Jüngste Schätzungen geben die militärische Stärke der TNSM mit 4.500 bewaffneten Kämpfern an. Die TNSM verfügt über beträchtliche Unterstützung seitens der paschtunischen Bevölkerungsgruppe der wirtschaftlich und sozial kaum entwickelten ländlichen Gebiete der Nordwestlichen Grenzregion. Zeitweise kontrollierte sie über 50 mittlere und kleinere Städte im Swat Tal und brannte anscheinend mehr als 60 Schulen nieder, die weibliche Schüler ausbildeten. Neben ihrer Absicht, das islamische Recht in ganz Pakistan einzuführen, rekrutiert diese Organisation aktiv Kämpfer für den Kampf in Afghanistan gegen die US-geführte Besatzung.

Ein Waffenstillstand zwischen der Regierung und der TNSM fiel im letzten November in sich zusammen. Die bisher nur gelegentlichen Kämpfe haben in diesem Monat dramatisch an Heftigkeit zugenommen, nachdem drei pakistanische Geheimdienstmitarbeiter von Anhängern Fazlullahs getötet wurden. An der Operation sind an die 20.000 Soldaten mit dem Ziel beteiligt, die Islamisten zu zerschlagen und ihre Führung zu töten oder zu verhaften.

Dem pakistanischen Militär zufolge wurden bislang 94 Kämpfer und elf eigene Soldaten getötet. Die TNSM veröffentlichte zu den Gefechten eine anderslautende Presseerklärung. Am Montag behauptete sie, nur neun Kämpfer verloren zu haben und dabei mehr als 70 Regierungssoldaten getötet zu haben.

Khan Nawab, ein Bewohner aus dem Swat Tal, sagte gegenüber CNS News, dass das Militär mit seinen wahllosen Luftangriffen hohe zivile Verluste in Kauf nehme. "Das Militär setzt Kampfhubschrauber ein, um sie [die Islamisten] zu eliminieren", erklärte er, "doch manchmal treffen sie dabei mehr Zivilisten als Taliban. Das macht böses Blut bei der lokalen Bevölkerung und die Regierung sollte dieses Problem ernster nehmen." Der pakistanische Analyst Zia ud Din Yousafzai sagte gegenüber CNS: "Wir stehen praktisch an der Schwelle zum Bürgerkrieg."

Luftangriffe wurden Berichten zufolge gegen die Städte Gut, Peuchar, Namal, Charbagh, Malam Jabba, Mancha, Shah Dheri, Shamozai und Deolai geflogen. Am Mittwoch behauptete das pakistanische Militär, dass Ali Bakht, ein hoher Führer der TNSM, und acht weitere Kämpfer bei einem frühmorgendlichen Angriff von Regierungstruppen auf Deolai getötet worden seien. Die pakistanische Zeitung Dawn berichtete, dass viele lokale Einwohner an der Beerdigung an dem Abend teilgenommen hätten.

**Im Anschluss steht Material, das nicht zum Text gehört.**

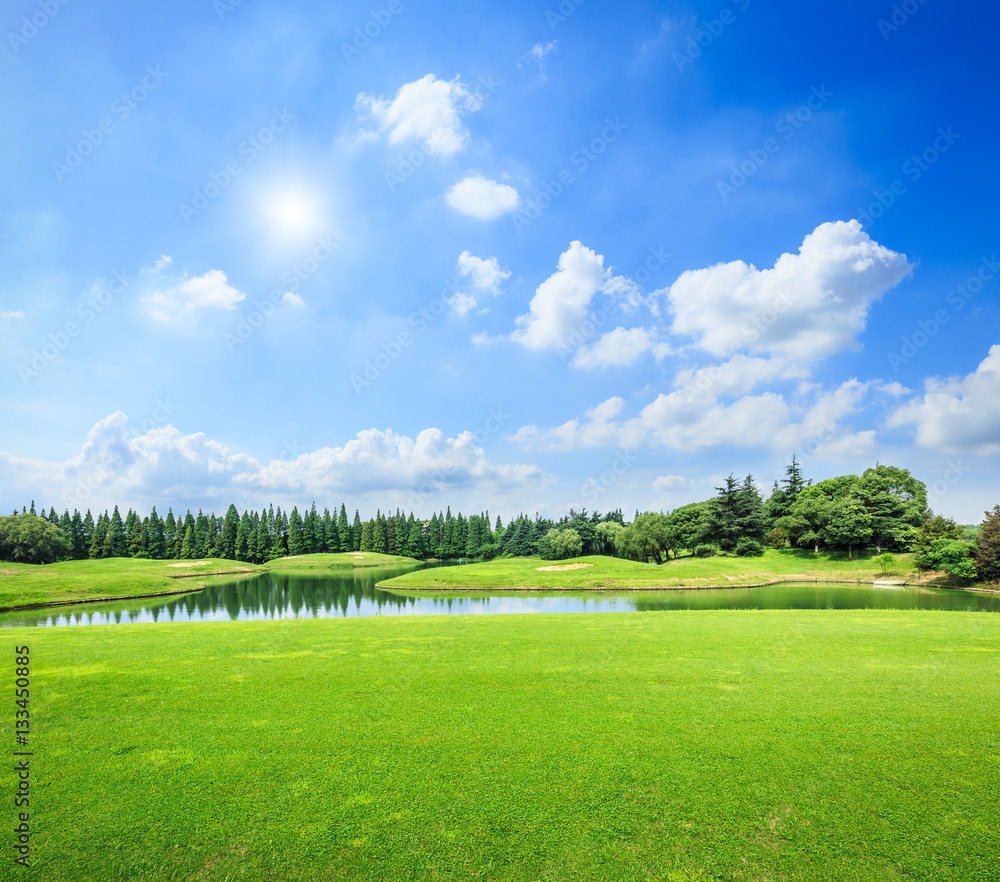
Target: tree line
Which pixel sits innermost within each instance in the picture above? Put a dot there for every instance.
(884, 508)
(258, 537)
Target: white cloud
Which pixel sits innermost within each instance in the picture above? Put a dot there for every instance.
(958, 414)
(896, 390)
(808, 306)
(180, 299)
(617, 348)
(671, 483)
(463, 303)
(690, 422)
(560, 315)
(427, 110)
(737, 376)
(560, 304)
(482, 198)
(485, 274)
(117, 466)
(482, 275)
(598, 429)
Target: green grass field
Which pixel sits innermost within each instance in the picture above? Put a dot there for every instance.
(614, 573)
(777, 745)
(77, 580)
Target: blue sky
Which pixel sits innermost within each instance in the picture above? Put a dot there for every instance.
(518, 256)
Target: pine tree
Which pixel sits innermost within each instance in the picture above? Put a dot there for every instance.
(414, 543)
(751, 521)
(137, 544)
(390, 535)
(230, 525)
(115, 540)
(169, 534)
(154, 539)
(356, 531)
(331, 537)
(344, 530)
(79, 535)
(187, 545)
(296, 539)
(987, 551)
(309, 531)
(378, 536)
(97, 537)
(243, 538)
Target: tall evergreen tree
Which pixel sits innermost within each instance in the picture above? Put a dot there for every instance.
(78, 535)
(230, 525)
(331, 537)
(356, 530)
(296, 540)
(169, 533)
(378, 535)
(344, 530)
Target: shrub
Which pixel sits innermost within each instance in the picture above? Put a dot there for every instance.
(749, 548)
(950, 555)
(885, 562)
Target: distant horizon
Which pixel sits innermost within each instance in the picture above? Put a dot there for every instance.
(579, 258)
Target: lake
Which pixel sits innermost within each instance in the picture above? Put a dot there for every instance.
(347, 594)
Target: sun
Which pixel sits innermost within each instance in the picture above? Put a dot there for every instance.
(293, 212)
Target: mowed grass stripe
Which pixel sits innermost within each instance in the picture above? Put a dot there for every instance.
(689, 745)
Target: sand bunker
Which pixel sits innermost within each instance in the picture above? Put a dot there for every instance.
(564, 567)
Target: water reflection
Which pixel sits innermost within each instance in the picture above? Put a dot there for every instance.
(353, 593)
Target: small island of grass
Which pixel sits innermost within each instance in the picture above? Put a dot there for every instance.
(85, 581)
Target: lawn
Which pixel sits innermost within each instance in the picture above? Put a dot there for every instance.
(777, 745)
(611, 572)
(78, 580)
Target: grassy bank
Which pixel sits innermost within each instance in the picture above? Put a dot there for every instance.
(778, 745)
(78, 580)
(613, 573)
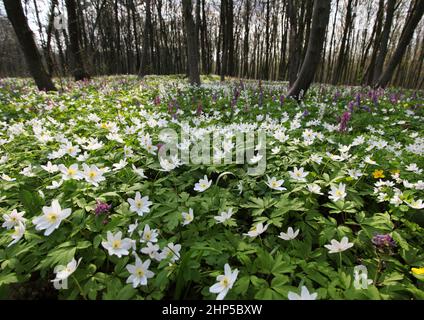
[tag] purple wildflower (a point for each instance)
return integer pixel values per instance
(102, 207)
(383, 241)
(344, 121)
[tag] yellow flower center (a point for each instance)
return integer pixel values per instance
(116, 244)
(52, 217)
(418, 270)
(225, 282)
(92, 174)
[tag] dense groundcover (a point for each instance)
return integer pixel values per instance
(88, 212)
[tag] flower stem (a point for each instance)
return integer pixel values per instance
(79, 287)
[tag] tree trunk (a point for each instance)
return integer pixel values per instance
(341, 60)
(224, 35)
(382, 50)
(246, 40)
(78, 69)
(320, 17)
(16, 15)
(294, 51)
(146, 59)
(405, 38)
(192, 43)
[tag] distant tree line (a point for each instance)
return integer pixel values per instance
(355, 42)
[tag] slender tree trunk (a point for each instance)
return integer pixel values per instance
(78, 69)
(224, 34)
(146, 59)
(320, 17)
(341, 60)
(404, 40)
(192, 43)
(16, 15)
(294, 45)
(246, 40)
(382, 51)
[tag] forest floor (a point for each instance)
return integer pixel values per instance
(117, 188)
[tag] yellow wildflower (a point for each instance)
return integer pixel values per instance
(418, 270)
(378, 174)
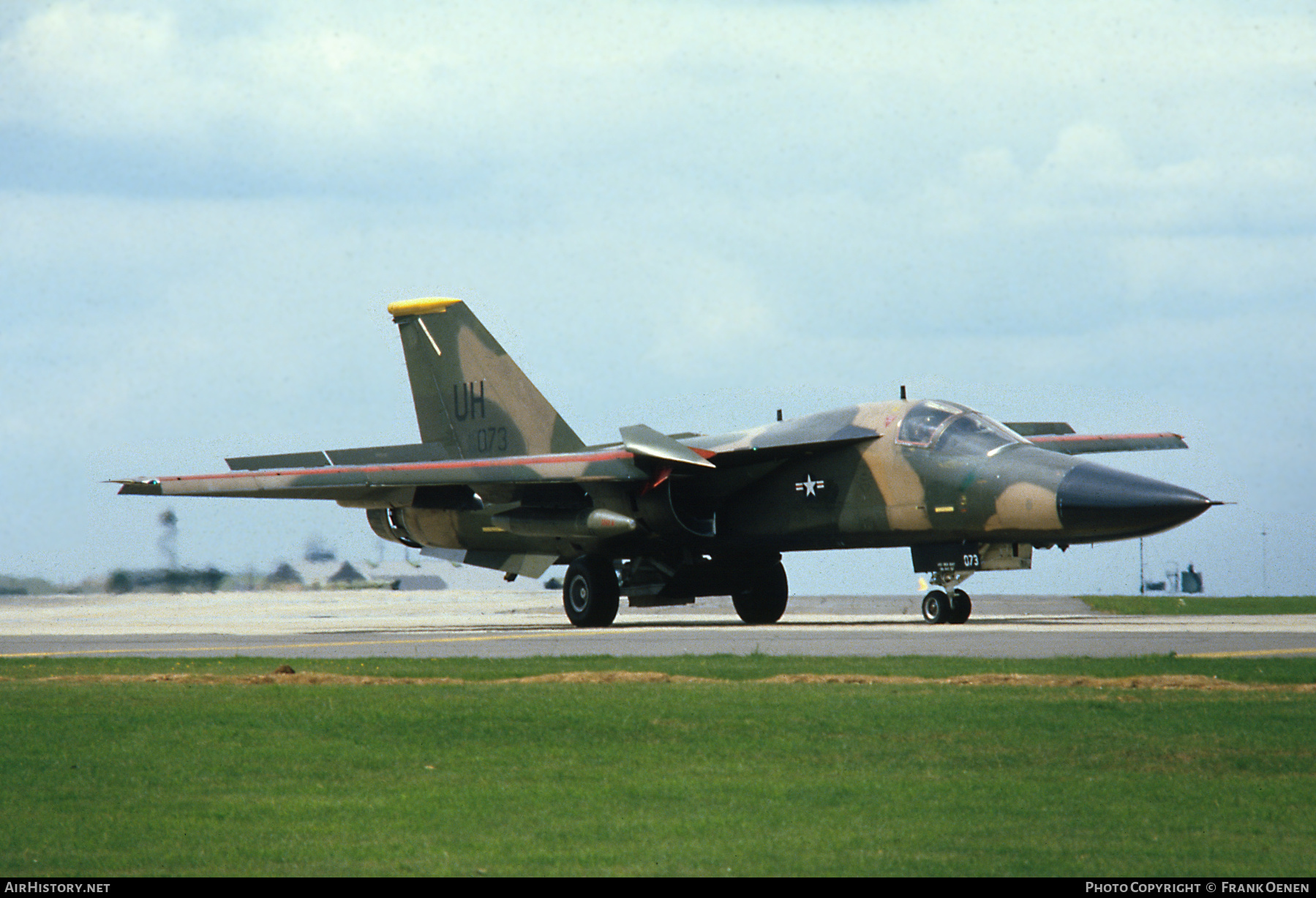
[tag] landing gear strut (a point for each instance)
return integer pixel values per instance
(941, 609)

Ausdehnung und Heftigkeit der Kämpfe im Swat Tal stehen dabei der Heftigkeit der Kämpfe im benachbarten Afghanistan in nichts nach. Des Weiteren ist der Kampf mit der TNSM im Swat Tal nur eine von unzähligen Fronten eines inzwischen beinahe totalen Kriegs zwischen der pakistanischen Regierung und einer verstärkt Zulauf erhaltenden islamistischen Opposition, die in der paschtunischen Region des Landes verankert ist.

Eine Übersicht über andere Islamisten und Stammeskriegsführer, die sich nun in offener Rebellion gegen Islamabad befinden und den Aufstand in Afghanistan offen unterstützen, gibt einen Einblick in die gewaltigen Probleme, denen sich die pakistanische Regierung wie auch die US- und NATO-Streitkräfte gegenübersehen. Die amerikanischen Streitkräfte befinden sich im Krieg mit Bewegungen, die Unterstützung aus der paschtunischen Bevölkerung der FATA und des NWFP erhalten, und Zehntausende bewaffnete Kämpfer mobilisieren können, darunter zahlreiche Veteranen aus dem Aufstand der 1980er Jahre gegen die sowjetische Besatzung Afghanistans und dem sich anschließenden Bürgerkrieg, der 1996 die Taliban an die Macht brachte.

Baitullah Mehsud, ein 35 jähriger Stammesführer, der beschuldigt wird, die Verantwortung für die Ermordung der ehemaligen pakistanischen Premierministerin Benazir Bhutto zu tragen, kontrolliert große Teile der FATA Regionen Südwasiristan und Nordwasiristan. Seine Bewegung, die Tehreek-e-Taliban Pakistan, verfügt über eine bewaffnete Streitmacht von 20.000 paschtunischen Stammeskriegern.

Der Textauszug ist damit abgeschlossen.